SEJARAH MUNCULNYA MAQASHID AL-QUR'AN
Bela Nusa Bela
3120023
belanusabela@mhs.uingusdur.ac.id
 Maqashid berasal dari kata kerja ( قصد – يقصد  قصدا- ومقصد ا ) yang artinya tujuan. Dibandingkan dengan istilah Arab kata "ghayah" juga memiliki arti yang sama, tidak hanya artinya tujuan atau titik keberhasilan, melainkan segala proses yang telah dilaksanakan untuk menggapai tujuan tersebut. Dasar inilah maqashid Al-Qur'an tidak usai pada satu atau dua tema pokok al-Qur'an melainkan keseluruhan proses tersebut tetapi dilaksanankan agar mencapai tujuan. Ada beberapah tokoh yang berpendapat mengenai maqashid al-Qur'an seperti Asy-Syatibi mengatakan bahwasanya maqashid ialah inti dari suatu tindakan, jadi maqashid al-Qur'an ialah inti dari kitab suci al-Qur'an. Abdul Karim al-Hamidi mengungkapkan bahwasanya arti dari maqashid al-Qur'an ialah "al-Ghayah" tujuan diturunkannya al-Qur'an sebagai tanggungan maslahah bagi hambanya.

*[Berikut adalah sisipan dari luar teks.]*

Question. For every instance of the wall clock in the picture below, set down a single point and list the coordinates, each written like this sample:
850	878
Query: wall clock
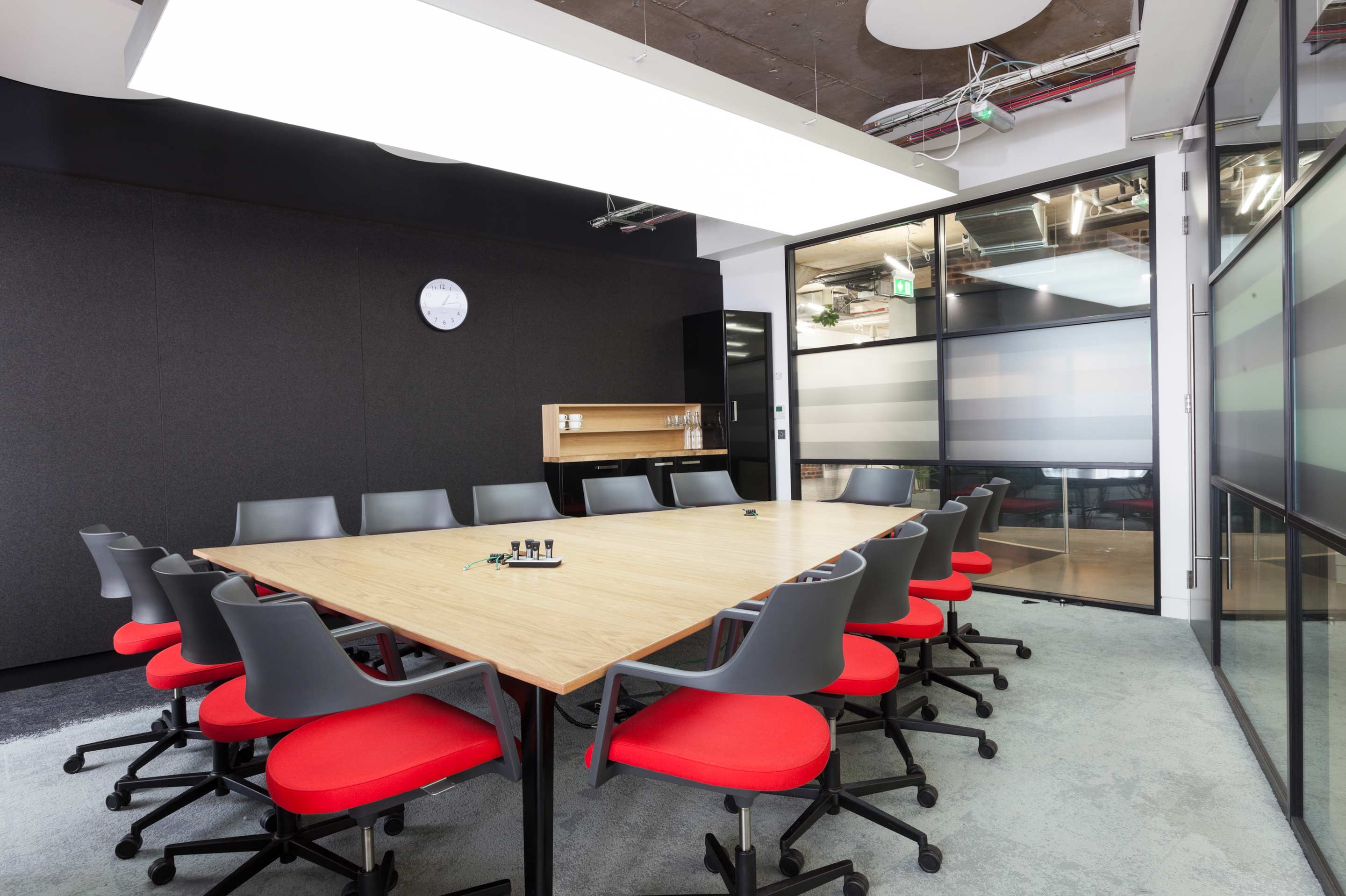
443	305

 Definisi ini menjadikan maqashid al-Qur'an sebagai tujuan tertentu yang nantinya akan membatasi penafsiran al-Qur'an dengan tujuan tersebut. Dari beberapa pendapat tersebut merujuk pada dua pemahaman. Pertama maqashid al-Qur'an ialah pengumpulan dari proses dan hasil usaha. Kedua dari hasi pencarian usahanya. Dari istilah maqashid al-Qur'an sendiri baru populer ketika para mufassir kontemporer menumpahkan perhatiannya lebih ke topik tersebut. Tema-tema pokok al-Qur'an memang sudah lama menjadi topik pembicaraan para ulama yang berjuang keras mendalami wahyu ilahi. Para ulama terdahulu merujuk topik ini dengan istilah yang berbeda seperti himpunan makna-makna dan ilmu yang terkandung didalam al-Qur'an. Para ulama tersebut diantaranya Abu Bakar ar-Razi, al-Baghawi, Muhammad Abduh, Badiuzzaman Said Nursi dan lain-lain. Menurut mereka pembicaraan tersebut harus ditinjau dalam dunia penafsiran.

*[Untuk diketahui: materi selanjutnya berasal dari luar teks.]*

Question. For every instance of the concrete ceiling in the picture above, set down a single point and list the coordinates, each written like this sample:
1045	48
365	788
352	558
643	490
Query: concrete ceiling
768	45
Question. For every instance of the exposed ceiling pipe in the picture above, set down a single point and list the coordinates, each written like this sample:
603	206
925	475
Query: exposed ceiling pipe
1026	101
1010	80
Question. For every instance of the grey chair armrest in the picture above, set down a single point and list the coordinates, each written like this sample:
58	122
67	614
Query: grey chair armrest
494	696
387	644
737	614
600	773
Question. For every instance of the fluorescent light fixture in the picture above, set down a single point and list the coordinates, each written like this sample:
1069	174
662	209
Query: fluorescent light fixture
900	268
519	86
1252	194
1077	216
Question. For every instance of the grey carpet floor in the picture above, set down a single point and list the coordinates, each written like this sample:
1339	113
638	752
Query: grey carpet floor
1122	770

 Para mufassir dari waktu ke waktu memang membaca al-Qur'an yang sama, tetapi mereka mengidentifikasi topik utama yang berbeda-beda. Disini menandakan adanya kemajuan dalam memahami al-Qur'an seiringnya pergantian zaman. Kemajuan kajian maqashid al-Qur'an ini sejajar dengan poros perkembangan Ulumul Qur'an terbuka terhadap model baru yang timbul dalam proses berkembangnya ilmu pengetahuan. Para ulama tafsir mengidentifikasi hal lain dengan tema inti al-Qur'an. Para ulama klasik memandang bahwasanya kandungan utama al-Qur'an lebih ke ajaran teologi dan metafisika. Ajaran ini lumrah dikembangkan pada masa tersebut karena saat itu ilmu keislaman masih dalam tingkat perkembangan dan terbatasnya koneksi dunia luar. Sedangkan para ulama tafsir zaman modern mendalami tema inti al-Qur'an dengan memandang bahwasanya kitab suci agama Islam mempunyai kandungan yang menjurus pada perkara kemanusiaan dan bermacam perkembangan zaman.

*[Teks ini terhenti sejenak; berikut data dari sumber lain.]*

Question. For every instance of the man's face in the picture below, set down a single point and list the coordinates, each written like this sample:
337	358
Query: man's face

 Pada abad awal ke-19 kesadaran akan realitas dunia Islam mengakibatkan transisi ajaran tersebut. Periode saat itu banyak negara Islam yang mengalami penjajahan Barat, politik otoriter, perundungan, kemiskinan, keterlambatan perkembangan. Menggunakan metode lama dalam memahami al-Qur'an dengan pendekatan tekstual dan normatif tidak mencukupi guna merespon permasalahan tersebut. Harus ada pendekatan fenomenologis berdasarkan pada realitas sejarah sosial yang empiris sehingga mewajibkan esensial transisi dalam masyarakat sosial Islam. Dari periode klasik sampai sekarang para muffasir memfokuskan usahanya guna mengungkap maqashid al-Qur'an agar bisa memahami secara betul dan rinci apa yang diturunkan oleh Allah swt pada kitab-Nya. Berikut perbandingan para ulama klasik dan ulama modern dalam berpendapat mengenai maqashid al-Qur'an:
A.Maqashid al-Qur'an menurut para ulama klasik
1.At-Thabari (d 923)
Ajaran tauhid, Informasi (akhbar), agama.